Bryan Pendleton commented on DERBY-183:
---------------------------------------

I believe that RoutineAliasInfo.getParameterNames()[n] will return the empty 
string.

It's a bit hard to figure this out directly, because I couldn't figure out how 
that method
would get called from, say, an SQL statement.

However, I looked at this indirectly by running dblook against a database which 
had
some functions with unnamed parameters, and the output of dblook was as follows:

CREATE FUNCTION "APP"."NONAME1" ( INTEGER, INTEGER) RETURNS INTEGER LANGUAGE 
JAVA PARAMETER STYLE JAVA READS SQL DATA CALLED ON NULL INPUT EXTERNAL NAME 
'java.lang.Math.max' ;

CREATE FUNCTION "APP"."NONAME2" (P1 INTEGER, INTEGER) RETURNS INTEGER LANGUAGE 
JAVA PARAMETER STYLE JAVA READS SQL DATA CALLED ON NULL INPUT EXTERNAL NAME 
'java.lang.Math.max' ;

By examining how RoutineAliasInfo.toString works, it seems that if the 
parameterNames
array held NULL for the unnamed parameters, then dblook would have generated:

CREATE FUNCTION "APP"."NONAME1" (NULL INTEGER,NULL INTEGER) RETURNS INTEGER 
LANGUAGE JAVA PARAMETER STYLE JAVA READS SQL DATA CALLED ON NULL INPUT EXTERNAL 
NAME 'java.lang.Math.max' ;

CREATE FUNCTION "APP"."NONAME2" (P1 INTEGER,NULL INTEGER) RETURNS INTEGER 
LANGUAGE JAVA PARAMETER STYLE JAVA READS SQL DATA CALLED ON NULL INPUT EXTERNAL 
NAME 'java.lang.Math.max' ;

So therefore I think that the parameterNames array contains empty strings, not 
null values,
for unnamed parameters.

I'll add a comment to this effect in the RoutineAliasInfo class.
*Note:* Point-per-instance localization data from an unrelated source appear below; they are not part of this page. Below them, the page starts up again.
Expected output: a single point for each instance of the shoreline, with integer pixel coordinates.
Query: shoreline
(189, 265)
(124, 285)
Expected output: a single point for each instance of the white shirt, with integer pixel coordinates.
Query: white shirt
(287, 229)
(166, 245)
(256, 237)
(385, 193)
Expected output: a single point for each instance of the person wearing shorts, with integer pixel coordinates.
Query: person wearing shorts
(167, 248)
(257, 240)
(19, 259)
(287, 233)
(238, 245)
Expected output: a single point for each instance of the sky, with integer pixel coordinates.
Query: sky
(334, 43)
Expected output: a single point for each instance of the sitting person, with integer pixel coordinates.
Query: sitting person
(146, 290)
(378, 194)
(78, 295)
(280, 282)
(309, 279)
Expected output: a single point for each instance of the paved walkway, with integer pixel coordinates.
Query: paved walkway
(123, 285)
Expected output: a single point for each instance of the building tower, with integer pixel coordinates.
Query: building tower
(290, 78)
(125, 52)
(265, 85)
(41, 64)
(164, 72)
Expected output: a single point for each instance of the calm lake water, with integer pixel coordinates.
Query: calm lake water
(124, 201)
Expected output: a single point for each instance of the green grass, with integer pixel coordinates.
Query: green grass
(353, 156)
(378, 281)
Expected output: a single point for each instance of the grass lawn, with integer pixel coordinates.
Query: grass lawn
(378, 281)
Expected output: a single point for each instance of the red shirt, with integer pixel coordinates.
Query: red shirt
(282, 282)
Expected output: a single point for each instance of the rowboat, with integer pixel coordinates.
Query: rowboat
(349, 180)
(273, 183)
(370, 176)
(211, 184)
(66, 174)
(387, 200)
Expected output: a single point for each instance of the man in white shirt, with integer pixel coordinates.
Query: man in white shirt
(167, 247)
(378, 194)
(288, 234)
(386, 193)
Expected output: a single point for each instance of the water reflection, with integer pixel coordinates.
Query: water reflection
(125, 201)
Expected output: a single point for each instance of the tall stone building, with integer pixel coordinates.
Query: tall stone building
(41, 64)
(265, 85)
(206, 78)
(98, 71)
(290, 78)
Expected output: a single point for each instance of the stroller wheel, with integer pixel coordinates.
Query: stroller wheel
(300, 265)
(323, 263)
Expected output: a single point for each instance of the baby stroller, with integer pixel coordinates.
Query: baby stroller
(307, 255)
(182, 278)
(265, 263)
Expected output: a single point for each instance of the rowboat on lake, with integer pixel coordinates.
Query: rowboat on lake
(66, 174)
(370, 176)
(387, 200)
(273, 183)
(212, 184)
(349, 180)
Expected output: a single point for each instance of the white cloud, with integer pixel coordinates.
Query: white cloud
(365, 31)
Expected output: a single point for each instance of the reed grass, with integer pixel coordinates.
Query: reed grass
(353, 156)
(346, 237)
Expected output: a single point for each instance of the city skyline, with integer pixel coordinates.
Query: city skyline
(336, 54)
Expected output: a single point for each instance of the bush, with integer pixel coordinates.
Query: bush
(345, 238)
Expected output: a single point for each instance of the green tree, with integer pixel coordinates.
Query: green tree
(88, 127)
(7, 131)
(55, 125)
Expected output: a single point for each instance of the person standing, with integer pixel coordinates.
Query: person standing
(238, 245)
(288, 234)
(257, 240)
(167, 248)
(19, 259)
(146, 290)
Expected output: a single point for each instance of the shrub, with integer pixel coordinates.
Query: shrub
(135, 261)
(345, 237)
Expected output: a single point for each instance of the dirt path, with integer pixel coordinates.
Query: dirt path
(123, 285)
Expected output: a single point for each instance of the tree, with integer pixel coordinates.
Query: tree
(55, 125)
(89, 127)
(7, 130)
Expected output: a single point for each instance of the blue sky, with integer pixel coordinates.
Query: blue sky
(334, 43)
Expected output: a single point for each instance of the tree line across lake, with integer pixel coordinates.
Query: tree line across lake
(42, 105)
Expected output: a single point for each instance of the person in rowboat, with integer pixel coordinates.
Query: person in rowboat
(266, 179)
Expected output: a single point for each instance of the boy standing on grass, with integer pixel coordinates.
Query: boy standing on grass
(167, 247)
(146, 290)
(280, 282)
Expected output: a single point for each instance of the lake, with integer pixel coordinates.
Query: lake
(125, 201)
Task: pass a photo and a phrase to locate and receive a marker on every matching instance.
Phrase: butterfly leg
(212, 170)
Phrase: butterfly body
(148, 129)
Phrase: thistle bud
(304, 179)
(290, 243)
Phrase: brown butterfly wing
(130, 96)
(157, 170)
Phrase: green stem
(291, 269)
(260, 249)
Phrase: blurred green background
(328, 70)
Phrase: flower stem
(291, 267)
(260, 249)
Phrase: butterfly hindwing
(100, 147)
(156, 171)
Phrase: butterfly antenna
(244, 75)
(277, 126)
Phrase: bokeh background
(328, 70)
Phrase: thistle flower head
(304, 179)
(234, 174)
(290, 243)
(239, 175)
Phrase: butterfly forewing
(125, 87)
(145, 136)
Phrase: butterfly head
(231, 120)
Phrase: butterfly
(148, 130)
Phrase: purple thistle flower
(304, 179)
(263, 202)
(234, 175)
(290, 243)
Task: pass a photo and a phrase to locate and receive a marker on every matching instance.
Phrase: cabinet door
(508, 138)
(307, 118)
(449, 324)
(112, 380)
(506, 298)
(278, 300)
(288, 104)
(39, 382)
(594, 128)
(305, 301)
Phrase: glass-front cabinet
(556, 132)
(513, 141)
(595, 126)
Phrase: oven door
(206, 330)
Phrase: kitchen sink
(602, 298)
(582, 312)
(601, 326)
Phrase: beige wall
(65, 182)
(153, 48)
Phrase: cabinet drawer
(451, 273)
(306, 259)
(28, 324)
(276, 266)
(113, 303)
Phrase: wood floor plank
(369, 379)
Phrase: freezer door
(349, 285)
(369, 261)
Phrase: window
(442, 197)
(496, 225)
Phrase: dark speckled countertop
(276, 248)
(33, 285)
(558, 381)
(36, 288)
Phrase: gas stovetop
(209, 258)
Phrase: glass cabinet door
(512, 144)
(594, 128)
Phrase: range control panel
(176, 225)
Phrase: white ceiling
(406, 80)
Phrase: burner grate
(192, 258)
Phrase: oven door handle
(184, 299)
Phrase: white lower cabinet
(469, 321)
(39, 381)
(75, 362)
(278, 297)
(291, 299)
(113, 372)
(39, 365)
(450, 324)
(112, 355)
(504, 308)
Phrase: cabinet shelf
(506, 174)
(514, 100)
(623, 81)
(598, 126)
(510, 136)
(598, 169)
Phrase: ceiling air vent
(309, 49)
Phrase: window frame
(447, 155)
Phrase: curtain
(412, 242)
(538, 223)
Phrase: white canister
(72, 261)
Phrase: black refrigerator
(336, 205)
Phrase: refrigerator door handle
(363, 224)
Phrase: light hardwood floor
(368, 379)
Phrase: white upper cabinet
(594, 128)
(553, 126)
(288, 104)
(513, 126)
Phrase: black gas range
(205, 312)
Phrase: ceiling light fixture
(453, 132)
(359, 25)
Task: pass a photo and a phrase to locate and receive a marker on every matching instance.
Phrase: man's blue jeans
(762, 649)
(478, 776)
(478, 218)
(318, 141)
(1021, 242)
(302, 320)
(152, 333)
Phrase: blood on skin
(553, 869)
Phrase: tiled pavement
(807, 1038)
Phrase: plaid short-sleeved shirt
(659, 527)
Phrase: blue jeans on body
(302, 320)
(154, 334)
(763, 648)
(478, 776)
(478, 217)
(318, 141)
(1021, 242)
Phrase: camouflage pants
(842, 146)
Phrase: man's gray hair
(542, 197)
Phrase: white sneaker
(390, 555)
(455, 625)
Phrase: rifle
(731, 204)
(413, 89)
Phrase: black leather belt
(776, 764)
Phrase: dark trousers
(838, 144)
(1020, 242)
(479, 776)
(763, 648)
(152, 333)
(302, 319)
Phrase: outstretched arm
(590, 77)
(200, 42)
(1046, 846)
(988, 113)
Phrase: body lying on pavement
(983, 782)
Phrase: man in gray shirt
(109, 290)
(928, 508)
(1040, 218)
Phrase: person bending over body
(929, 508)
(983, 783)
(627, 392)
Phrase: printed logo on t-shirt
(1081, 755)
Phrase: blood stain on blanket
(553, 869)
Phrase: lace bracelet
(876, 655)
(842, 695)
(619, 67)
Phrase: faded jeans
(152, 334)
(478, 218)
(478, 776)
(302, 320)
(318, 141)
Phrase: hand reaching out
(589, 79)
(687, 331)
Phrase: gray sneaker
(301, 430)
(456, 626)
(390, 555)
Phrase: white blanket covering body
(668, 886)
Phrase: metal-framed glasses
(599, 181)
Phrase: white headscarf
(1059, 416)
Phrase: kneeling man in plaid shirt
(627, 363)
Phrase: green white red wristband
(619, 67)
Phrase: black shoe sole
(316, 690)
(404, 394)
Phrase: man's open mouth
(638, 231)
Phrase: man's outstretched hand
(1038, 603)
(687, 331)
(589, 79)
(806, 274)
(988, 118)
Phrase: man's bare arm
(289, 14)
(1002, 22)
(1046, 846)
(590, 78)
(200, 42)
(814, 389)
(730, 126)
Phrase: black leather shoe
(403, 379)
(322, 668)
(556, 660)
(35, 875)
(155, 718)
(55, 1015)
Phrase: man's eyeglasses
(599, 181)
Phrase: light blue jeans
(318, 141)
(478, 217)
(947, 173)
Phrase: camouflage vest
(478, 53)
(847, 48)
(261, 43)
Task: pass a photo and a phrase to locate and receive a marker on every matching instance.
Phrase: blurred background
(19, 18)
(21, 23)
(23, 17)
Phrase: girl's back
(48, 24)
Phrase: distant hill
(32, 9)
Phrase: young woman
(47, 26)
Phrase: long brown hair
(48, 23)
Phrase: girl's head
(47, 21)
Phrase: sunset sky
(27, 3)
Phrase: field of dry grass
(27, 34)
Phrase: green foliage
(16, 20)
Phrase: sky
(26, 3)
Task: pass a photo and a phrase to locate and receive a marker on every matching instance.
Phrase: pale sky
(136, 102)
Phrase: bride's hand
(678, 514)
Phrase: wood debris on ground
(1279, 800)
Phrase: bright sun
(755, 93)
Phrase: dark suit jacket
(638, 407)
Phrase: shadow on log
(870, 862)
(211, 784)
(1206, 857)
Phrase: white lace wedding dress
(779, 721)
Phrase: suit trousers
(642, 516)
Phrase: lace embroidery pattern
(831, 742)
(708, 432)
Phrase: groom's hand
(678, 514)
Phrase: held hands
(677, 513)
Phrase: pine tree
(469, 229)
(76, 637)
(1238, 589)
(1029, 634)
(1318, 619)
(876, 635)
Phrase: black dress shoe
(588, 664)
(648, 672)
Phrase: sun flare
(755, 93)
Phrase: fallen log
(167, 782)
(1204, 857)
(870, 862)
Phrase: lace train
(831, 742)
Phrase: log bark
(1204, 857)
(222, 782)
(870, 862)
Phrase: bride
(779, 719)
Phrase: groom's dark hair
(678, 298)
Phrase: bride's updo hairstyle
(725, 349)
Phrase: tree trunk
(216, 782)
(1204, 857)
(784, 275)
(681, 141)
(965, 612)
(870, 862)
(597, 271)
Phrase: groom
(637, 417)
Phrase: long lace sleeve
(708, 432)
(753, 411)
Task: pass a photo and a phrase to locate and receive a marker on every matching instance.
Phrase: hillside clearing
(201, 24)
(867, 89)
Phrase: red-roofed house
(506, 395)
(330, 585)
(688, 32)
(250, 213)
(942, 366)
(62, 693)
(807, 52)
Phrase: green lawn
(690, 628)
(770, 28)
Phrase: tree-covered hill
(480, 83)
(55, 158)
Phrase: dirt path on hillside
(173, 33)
> Parameter names required in CREATE FUNCTION
> -------------------------------------------
>
>                 Key: DERBY-183
>                 URL: http://issues.apache.org/jira/browse/DERBY-183
>             Project: Derby
>          Issue Type: Bug
>          Components: SQL
>    Affects Versions: 10.0.2.0
>            Reporter: Jack Klebanoff
>         Assigned To: James F. Adams
>            Priority: Minor
>         Attachments: Derby183.patch.txt, Derby183.patch2.txt, 
> Derby183.patch3.txt
>
>
> A statement like
>   create function s2.f2( char(8), integer) returns int
>   language java parameter style java  external name 'myclass.mymethod'
> fails with the message
>   ERROR 42X01: Syntax error: Encountered "char" at line 1, column 24
> However
>   create function s2.f2( p1 char(8), p2 integer) returns int
>   language java parameter style java  external name 'myclass.mymethod'
> is accepted.
> The Derby documentation (at 
> http://incubator.apache.org/derby/manuals/reference/sqlj27.html#CREATE+PROCEDURE+Statement),
>  the SQL2003 standard, and DB2 all agree that the parameter name is optional.